If you do not understand the risks, then you cannot protect against them. Make sure you fully define this. The most common failure scenarios you should protect against are:
- Single Point of Failure (Hardware or Software) – this is failure within the data center and normally protected with High Availability mechanisms such as Application Clustering, Database Clustering and Load-balancing.
- Single Site Failure – your main data center experiences a complete failure that renders it unusable (natural, man-made, accidental disaster).
- Accidental Deletion of Data – an administrator accidentally “fat fingers” a database, disk, datastore, etc. which may or may not be replicated to the remote site.
- Malicious Deletion of Data – an administrator deliberately targets a mission critical system and deletes data which is replicated to the remote site. This is the most difficult to protect against and most difficult to recover from.
Backups are mandatory for SMB and Enterprise systems, the only question is the backup type, backup frequency, retention period and restoration time. The major backup types are:
- Image level – crash consistent copy of the entire Guest OS (vmdk or entire NFS Volume/Meta-LUN).
- Application Consistent – backup agent within the OS
- Database Consistent – backup agent within the OS
- File System – crash consistent copy of parts of the Guest OS (backup agent within the OS).
- Database Log Recording – separate DB server configured with Log Shipping.
You need to make sure that you can restore the data to meet the RPO within the RTO:
- Image Restore – should take seconds.
- Application Consistent Restore – should take minutes.
- Database Consistent Restore – should take minutes.
- File System Recovery – should take minutes.
- Database Log Replay – should take minutes.
- Site Failover – should take minutes or hours depending upon Runbook automation.
If you have four or five nines of availability, then you should seriously consider using database logging to restore within your RPO (via log replay after the DB is restored).

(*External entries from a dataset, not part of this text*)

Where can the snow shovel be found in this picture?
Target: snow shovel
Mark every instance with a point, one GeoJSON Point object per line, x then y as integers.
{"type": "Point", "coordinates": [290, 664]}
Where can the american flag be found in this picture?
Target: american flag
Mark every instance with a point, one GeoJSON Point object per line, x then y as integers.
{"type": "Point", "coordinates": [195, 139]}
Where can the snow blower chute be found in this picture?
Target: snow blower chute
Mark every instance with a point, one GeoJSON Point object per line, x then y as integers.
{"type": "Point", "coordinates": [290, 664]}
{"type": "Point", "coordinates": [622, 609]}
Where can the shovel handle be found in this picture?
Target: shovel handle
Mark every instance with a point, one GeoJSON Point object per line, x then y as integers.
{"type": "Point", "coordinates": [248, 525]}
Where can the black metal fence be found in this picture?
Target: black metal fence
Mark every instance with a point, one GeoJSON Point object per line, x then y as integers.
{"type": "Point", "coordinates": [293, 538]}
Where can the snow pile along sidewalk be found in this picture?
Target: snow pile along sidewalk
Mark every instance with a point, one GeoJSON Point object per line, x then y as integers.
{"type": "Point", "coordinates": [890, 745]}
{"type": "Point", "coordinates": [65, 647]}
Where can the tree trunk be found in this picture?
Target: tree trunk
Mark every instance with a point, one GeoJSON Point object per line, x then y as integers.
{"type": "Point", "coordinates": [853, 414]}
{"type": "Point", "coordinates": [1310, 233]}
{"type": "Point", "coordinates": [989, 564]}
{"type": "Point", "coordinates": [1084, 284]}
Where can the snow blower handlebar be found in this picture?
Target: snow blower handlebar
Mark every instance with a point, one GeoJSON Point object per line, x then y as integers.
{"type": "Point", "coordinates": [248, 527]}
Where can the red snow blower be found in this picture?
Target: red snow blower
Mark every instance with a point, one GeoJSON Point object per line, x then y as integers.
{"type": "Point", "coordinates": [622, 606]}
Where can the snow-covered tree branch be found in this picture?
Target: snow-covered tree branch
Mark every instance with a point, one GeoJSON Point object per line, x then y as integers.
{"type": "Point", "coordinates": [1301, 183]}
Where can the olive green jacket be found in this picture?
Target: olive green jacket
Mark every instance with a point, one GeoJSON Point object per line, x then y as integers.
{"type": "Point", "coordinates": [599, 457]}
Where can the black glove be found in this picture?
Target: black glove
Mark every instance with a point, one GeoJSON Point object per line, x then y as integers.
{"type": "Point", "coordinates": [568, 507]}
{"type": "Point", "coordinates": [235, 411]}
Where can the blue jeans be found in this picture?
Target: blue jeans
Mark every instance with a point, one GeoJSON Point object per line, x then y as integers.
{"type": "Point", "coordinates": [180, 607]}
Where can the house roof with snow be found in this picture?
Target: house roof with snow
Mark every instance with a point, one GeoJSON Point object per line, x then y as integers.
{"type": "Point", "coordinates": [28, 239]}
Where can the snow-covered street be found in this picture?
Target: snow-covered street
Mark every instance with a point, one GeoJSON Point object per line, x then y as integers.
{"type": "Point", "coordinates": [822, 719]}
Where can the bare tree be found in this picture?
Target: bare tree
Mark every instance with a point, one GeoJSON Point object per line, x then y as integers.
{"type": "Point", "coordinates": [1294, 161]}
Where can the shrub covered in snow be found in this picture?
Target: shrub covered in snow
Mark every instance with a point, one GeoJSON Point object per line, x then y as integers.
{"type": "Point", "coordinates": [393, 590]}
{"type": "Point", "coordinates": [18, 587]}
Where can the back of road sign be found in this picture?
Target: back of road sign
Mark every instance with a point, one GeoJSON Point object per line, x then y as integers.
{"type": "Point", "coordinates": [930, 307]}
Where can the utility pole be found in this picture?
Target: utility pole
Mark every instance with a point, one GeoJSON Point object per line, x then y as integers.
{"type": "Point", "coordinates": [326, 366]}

This will save having an aggressive backup schedule.
Whatever media / mechanism you use, you must ensure (through testing) that the entire restore process to meet the RPO takes less time than the RTO.
The Runbook is the procedure that describes how to switchover, fail-over and fail-back. Using a manual Runbook for two and three 9’s of availability is possible. However, four 9’s and above require Disaster Recovery Automation, where workflows and scripts control the Runbook process. Otherwise you will exceed your RTO due to the time it takes to execute multiple Runbooks by hand. The Runbook is the procedure that puts the Disaster Recovery Plan into effect.
You can clearly see that the more 9’s of availability you have to design for, the more complicated and expensive your design will be. If budget is a major constraint, you will have some requirements conflicts that you will need to resolve.
Make sure you configure the DNS Time-To-Live (TTL) and Global Site Load Balancer (if used) to behave correctly. In particular, the DNS TTL must be less than the RTO period.